The article provides many insights on the impacts of the financial crisis on the realities of communities and planners. In some parts of the city, foreclosures have left neighbourhoods denuded of residents and hence much-reduced tax bases. One solution being considered is the relocation of the remaining residents in some of these areas to other parts of the city that are considered to be “more viable.” The vacated neighbourhoods would then be razed and the land given over to nature with the city saving revenue by not having to provide services in low population density areas.
Both articles raise questions about what might happen in Ireland in light of the continuing decline in our housing market, further increases in unemployment, and the seemingly inevitable march towards nationalisation of the banking system with the birth of NAMA. In an interview on RTE radio, Mick Wallace, a well-known property developer, made a few interesting statements regarding NAMA and what it could realistically hope to achieve. Few developers want to be associated with NAMA, so Mr. Wallace’s comments on the role and potential efficacy of the organisation need to be considered in this light. Notwithstanding the issue of bias, Mr. Wallace made a very salient point: If, as the Government has stated, NAMA is to take charge of the assets of “distressed” developers and dispose of them at a profit to the State, they are going to have to sell houses in half-completed estates in Longford, Cavan, Laois and other counties; but who will buy these houses? Furthermore, if emigration becomes an established trend, future demand for housing and hence development land is also going to fall in value, particularly in those areas distant or inaccessible to larger towns and cities. Who, then, is going to buy greenfield sites at development land prices?

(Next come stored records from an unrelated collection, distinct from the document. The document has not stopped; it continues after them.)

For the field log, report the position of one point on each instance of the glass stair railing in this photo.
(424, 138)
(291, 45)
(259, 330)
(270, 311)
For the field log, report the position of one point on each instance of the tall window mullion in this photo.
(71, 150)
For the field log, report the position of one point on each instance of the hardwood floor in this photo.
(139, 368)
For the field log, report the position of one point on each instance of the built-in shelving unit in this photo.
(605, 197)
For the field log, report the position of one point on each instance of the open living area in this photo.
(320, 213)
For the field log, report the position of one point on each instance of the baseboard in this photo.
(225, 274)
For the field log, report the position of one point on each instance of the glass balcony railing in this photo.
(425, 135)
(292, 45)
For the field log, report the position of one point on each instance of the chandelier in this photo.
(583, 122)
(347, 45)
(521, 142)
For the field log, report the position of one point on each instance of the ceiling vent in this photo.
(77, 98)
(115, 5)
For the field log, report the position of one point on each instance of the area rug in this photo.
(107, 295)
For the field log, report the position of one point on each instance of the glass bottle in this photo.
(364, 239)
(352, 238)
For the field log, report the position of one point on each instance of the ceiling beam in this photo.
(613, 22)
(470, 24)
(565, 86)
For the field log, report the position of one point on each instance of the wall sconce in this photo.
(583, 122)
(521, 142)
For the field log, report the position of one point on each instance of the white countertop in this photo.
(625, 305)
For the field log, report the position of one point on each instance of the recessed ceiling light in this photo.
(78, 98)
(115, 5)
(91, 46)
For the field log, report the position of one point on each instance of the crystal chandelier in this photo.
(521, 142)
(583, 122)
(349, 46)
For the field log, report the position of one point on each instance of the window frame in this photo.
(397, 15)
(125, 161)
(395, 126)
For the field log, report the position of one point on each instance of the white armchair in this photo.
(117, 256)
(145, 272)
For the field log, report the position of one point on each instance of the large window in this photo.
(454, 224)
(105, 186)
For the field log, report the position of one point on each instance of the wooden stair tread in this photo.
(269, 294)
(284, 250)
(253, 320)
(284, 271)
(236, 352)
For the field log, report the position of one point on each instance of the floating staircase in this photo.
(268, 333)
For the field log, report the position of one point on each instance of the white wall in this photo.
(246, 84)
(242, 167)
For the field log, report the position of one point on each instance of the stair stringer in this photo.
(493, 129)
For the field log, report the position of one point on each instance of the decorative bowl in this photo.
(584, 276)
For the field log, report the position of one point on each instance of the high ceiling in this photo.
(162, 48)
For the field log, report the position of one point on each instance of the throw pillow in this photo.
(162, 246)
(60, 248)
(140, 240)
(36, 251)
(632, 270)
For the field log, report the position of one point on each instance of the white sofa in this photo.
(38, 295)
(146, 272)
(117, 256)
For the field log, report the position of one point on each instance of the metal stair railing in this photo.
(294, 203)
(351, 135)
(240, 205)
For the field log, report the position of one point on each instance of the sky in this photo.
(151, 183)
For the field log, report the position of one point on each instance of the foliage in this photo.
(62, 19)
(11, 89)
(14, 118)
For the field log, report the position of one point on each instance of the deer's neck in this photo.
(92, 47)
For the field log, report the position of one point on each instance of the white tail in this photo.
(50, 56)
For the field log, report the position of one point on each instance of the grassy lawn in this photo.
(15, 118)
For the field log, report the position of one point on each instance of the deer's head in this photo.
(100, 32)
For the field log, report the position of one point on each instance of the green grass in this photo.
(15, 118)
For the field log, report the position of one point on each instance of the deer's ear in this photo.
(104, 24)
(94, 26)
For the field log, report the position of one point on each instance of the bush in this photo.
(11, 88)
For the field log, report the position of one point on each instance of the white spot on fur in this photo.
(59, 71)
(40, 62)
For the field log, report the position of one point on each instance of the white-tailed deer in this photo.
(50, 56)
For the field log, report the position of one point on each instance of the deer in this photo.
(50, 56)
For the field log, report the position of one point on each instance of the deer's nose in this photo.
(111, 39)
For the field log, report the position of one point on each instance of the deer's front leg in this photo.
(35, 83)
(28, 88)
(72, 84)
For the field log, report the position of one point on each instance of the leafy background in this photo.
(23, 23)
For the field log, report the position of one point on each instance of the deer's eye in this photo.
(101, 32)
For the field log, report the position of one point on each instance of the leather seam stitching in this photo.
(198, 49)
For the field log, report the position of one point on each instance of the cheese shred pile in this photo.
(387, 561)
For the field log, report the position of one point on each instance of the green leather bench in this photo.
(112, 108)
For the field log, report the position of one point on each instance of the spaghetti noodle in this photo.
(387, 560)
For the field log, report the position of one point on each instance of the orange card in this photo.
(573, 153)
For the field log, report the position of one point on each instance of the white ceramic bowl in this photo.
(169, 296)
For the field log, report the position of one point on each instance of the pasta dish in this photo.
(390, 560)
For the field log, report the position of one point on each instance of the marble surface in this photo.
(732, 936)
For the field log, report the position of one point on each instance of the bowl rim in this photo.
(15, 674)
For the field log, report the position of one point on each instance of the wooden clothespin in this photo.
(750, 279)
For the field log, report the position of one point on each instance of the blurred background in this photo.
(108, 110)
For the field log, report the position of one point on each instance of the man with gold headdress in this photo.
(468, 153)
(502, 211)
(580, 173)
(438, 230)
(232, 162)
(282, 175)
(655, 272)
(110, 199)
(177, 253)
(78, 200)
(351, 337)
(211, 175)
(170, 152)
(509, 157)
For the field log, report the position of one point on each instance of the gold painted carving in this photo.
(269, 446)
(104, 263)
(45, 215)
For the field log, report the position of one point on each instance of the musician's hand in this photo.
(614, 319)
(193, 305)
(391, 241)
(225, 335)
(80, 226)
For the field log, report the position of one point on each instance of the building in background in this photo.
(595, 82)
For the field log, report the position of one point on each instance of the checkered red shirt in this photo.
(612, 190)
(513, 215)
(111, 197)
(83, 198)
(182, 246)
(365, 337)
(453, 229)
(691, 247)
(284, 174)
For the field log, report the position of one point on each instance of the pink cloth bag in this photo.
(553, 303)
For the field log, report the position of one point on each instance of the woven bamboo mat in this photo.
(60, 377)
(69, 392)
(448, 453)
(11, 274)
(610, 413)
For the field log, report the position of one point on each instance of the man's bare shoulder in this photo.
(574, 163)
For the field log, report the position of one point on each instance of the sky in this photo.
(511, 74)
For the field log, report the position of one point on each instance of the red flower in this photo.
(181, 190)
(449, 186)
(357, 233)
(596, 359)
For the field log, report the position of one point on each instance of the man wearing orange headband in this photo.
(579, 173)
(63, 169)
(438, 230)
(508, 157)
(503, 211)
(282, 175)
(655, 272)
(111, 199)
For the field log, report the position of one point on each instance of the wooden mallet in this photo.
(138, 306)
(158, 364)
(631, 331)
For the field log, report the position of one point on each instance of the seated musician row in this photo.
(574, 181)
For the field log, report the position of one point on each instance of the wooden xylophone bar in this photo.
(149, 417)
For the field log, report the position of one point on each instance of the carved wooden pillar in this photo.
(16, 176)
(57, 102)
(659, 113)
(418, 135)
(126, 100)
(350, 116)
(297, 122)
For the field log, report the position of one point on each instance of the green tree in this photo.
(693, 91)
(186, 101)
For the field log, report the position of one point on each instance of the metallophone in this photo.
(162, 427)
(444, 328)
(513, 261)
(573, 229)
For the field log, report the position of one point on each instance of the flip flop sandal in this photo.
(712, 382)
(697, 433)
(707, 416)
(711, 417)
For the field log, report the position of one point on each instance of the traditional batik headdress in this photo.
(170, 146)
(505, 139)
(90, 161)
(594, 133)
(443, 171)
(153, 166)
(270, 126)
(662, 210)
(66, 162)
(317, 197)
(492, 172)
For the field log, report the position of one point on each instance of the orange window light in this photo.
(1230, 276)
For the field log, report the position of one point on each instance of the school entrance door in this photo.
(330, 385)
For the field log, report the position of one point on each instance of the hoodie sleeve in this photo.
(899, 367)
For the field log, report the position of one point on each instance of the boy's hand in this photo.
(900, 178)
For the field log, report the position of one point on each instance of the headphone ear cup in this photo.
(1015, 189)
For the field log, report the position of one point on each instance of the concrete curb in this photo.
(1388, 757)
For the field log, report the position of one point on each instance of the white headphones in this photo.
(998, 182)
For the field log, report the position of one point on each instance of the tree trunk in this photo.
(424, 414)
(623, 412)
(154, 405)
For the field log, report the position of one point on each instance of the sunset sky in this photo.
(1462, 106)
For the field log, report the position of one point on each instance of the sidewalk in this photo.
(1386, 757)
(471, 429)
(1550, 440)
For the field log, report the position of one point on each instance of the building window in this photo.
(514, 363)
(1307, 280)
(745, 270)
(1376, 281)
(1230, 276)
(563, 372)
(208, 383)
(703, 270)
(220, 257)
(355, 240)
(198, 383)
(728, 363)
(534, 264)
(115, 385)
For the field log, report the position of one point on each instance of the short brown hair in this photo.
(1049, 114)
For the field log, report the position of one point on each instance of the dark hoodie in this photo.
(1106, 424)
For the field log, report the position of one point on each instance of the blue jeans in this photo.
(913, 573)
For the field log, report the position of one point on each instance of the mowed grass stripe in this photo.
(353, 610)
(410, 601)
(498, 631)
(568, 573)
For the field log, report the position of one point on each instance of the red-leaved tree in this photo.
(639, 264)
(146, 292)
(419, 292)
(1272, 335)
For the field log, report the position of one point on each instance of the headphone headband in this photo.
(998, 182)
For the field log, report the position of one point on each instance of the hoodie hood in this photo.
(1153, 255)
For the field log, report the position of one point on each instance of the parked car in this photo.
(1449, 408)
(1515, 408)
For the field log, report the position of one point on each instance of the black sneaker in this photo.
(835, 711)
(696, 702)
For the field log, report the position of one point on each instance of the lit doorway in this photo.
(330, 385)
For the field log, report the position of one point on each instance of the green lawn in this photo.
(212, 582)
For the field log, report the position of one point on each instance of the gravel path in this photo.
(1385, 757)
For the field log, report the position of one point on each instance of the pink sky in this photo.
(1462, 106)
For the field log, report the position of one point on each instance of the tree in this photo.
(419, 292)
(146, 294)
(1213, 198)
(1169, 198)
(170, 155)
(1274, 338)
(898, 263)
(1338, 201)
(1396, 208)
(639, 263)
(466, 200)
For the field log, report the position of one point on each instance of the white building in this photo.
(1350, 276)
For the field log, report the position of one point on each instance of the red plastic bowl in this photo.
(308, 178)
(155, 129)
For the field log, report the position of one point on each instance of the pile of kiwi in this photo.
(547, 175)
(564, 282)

All of these sorts of questions raised in the national media at the moment are questions regarding Ireland’s future population and economic geography. Does this crisis make public representatives more cognisant of poor planning decisions in the past; planning decisions which some believe is a millstone hung around the necks of this and the next generation of tax payers in Ireland. More immediately, policymakers are finding their options for cutting costs and reducing spending thoroughly constrained by past planning choices. They are also faced with new challenges in the form of significant unemployment in rural areas and the reality that many social problems we face currently will persist into the future. Will the next stimulus package for the construction industry be based on the demolition of unwanted houses and the return of land to agricultural purposes?